To really answer the title question that apparently continues to mystify you: Haskell always chooses the most generic rank-1 type for a function, when you don't supply an explicit signature. So for app in the expression app (runDB' pool), GHC would attempt to have type
app :: DBRunner ActionM a -> ScottyM ()
which is in fact shorthand for
app :: forall a. ( DBRunner ActionM a -> ScottyM () )
This is rank-1 polymorphic, because all type variables are introduced outside of the signature (there is no quantification going on in the signature itself; the argument DBRunner ActionM a is in fact monomorphic since a is fixed at that point). Actually, it is the most generic type possible: it can work with a polymorphic argument like (runDB' pool), but would also be ok with monomorphic arguments.

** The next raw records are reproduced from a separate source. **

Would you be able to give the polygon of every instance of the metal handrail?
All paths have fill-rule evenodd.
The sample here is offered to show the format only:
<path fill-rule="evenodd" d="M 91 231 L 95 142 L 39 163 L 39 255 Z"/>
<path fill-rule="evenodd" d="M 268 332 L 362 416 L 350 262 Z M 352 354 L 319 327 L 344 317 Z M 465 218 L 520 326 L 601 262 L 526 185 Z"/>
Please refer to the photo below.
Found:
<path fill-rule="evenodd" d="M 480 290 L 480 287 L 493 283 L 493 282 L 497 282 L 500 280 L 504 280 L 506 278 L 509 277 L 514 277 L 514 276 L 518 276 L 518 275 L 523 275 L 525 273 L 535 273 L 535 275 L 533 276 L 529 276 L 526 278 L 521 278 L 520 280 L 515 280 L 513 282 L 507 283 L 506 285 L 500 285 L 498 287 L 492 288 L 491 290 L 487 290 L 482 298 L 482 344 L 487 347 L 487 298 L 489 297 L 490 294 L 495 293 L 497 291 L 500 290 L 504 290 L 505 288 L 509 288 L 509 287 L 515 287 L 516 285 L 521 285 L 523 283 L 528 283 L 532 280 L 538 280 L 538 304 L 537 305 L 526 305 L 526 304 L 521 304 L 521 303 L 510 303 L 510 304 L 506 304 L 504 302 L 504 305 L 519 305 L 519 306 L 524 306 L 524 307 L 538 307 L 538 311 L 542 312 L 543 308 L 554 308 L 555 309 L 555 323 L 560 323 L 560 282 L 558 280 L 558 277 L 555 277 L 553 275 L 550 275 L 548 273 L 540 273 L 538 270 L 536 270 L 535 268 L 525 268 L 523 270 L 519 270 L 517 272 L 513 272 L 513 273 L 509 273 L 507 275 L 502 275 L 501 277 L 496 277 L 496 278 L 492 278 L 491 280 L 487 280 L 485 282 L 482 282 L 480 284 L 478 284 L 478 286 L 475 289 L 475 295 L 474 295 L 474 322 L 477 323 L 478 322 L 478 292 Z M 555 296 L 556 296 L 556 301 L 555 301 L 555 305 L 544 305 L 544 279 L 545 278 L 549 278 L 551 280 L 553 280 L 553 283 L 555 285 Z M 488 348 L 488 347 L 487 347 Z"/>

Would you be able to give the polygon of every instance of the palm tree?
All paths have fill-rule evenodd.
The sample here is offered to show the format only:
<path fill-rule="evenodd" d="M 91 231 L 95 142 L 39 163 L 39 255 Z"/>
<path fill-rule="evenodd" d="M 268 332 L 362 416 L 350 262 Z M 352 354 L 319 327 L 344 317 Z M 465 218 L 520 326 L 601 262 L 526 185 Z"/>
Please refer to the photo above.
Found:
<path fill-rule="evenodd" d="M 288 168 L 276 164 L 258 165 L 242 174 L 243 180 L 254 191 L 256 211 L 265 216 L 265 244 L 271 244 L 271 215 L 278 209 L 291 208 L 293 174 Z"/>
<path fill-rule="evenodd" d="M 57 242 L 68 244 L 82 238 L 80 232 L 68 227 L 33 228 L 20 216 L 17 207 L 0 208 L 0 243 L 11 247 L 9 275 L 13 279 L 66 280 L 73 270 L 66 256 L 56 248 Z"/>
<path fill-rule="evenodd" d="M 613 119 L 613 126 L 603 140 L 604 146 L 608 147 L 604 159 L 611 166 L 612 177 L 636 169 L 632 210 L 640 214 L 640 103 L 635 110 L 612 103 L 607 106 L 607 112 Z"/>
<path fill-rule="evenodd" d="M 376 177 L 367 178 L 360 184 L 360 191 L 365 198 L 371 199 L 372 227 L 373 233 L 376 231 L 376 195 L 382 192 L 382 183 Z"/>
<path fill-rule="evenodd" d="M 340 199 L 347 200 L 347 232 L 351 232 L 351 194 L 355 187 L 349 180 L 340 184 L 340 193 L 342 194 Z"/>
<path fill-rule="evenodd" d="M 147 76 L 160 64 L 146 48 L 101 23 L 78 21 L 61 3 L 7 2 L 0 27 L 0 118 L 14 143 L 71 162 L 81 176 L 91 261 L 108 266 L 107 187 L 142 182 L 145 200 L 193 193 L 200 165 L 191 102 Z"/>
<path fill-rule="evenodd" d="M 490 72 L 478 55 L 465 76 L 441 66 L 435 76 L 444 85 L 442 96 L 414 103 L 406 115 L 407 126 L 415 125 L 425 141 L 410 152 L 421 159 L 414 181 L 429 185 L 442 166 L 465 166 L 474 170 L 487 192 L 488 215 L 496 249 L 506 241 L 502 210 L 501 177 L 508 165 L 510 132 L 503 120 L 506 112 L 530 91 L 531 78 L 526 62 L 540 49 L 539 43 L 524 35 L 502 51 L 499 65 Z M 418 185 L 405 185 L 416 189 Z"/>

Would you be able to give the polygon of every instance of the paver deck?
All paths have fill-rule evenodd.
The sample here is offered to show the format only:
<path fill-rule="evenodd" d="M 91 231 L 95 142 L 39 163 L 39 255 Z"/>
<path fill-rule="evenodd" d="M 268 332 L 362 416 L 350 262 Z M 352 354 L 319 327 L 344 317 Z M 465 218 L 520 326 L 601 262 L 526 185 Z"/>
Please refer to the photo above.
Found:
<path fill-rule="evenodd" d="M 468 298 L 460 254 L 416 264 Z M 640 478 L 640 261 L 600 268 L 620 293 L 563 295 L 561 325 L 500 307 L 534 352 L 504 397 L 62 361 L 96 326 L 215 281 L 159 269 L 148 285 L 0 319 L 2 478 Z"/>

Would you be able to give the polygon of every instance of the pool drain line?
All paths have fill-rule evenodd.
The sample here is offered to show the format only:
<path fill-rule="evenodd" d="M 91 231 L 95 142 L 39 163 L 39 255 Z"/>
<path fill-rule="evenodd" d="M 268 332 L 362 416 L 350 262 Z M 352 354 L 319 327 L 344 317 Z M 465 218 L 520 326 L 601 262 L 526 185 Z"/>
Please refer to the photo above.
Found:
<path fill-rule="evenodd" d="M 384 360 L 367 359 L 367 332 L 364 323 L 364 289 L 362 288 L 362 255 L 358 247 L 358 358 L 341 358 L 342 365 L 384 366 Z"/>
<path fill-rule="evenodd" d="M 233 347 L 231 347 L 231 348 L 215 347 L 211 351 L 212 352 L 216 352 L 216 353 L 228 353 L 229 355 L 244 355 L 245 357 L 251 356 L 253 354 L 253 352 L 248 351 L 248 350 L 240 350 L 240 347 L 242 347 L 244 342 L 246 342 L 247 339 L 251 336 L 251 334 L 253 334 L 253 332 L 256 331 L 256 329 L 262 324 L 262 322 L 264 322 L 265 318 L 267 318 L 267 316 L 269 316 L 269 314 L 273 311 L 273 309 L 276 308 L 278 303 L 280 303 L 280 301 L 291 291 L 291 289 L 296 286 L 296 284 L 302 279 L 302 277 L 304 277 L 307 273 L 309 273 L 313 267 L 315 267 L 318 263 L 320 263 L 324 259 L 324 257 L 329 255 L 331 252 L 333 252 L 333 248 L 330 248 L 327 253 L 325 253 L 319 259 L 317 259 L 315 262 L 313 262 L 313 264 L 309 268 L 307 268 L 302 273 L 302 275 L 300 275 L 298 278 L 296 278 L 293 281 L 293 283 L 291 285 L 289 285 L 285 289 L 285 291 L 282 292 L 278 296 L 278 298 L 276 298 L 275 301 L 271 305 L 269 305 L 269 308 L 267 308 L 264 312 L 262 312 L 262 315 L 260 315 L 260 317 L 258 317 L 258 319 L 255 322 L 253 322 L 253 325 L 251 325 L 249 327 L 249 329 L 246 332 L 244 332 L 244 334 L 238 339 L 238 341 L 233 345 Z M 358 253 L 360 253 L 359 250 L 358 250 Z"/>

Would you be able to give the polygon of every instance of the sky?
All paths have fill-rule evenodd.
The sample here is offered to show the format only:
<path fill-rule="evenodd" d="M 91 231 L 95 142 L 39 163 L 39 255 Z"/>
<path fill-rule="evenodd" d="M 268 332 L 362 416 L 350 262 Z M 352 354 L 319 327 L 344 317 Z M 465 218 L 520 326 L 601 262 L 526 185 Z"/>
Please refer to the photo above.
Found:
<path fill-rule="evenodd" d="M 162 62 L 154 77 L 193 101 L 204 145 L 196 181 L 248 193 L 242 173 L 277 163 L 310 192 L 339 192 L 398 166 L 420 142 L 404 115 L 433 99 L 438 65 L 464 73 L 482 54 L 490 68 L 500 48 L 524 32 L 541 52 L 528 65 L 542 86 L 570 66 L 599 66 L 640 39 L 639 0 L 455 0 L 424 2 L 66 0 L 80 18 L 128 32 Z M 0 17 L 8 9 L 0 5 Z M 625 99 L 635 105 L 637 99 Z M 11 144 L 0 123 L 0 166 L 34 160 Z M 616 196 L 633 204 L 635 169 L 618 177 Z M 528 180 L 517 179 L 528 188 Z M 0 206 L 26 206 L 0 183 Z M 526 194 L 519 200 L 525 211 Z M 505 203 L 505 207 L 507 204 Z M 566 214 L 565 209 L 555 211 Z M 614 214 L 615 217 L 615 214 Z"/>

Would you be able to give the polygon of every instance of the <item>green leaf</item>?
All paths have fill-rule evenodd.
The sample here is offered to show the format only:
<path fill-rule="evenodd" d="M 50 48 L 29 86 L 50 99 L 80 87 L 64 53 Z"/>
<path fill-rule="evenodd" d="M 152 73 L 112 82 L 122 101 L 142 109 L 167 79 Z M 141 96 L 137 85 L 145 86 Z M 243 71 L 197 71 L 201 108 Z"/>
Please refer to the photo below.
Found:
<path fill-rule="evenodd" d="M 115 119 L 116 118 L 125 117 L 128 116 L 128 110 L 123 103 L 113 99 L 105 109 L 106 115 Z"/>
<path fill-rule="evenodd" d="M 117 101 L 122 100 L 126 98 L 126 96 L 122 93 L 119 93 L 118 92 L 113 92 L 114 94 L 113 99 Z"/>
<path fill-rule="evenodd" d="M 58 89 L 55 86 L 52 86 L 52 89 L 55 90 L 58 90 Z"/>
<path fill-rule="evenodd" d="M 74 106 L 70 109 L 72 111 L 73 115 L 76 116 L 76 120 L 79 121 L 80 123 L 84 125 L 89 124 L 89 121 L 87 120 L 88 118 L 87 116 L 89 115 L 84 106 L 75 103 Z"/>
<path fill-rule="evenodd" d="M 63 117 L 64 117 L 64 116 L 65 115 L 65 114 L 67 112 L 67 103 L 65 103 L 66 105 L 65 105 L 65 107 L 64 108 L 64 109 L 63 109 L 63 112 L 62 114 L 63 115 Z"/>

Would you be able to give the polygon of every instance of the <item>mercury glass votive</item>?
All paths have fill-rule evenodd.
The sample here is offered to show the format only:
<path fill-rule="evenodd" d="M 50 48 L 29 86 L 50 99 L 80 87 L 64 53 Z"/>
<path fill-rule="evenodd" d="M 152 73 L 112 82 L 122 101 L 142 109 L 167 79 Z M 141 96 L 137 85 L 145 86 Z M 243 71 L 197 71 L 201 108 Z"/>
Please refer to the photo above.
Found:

But it turns out the implementation of app can't offer that generality: it needs a polymorphic action, otherwise it can't feed two different types of a values to that action. Therefore you need to manually request the more specific type
app :: (forall a. DBRunner ActionM a) -> ScottyM ()
which is rank-2, because it has a signature which contains a rank-1 polymorphic argument. GHC can't really know this is the type you want – there's no well defined “most general possible rank-n type” for an expression, since you can always push in extra quantifiers. So you must manually specify the rank-2 type.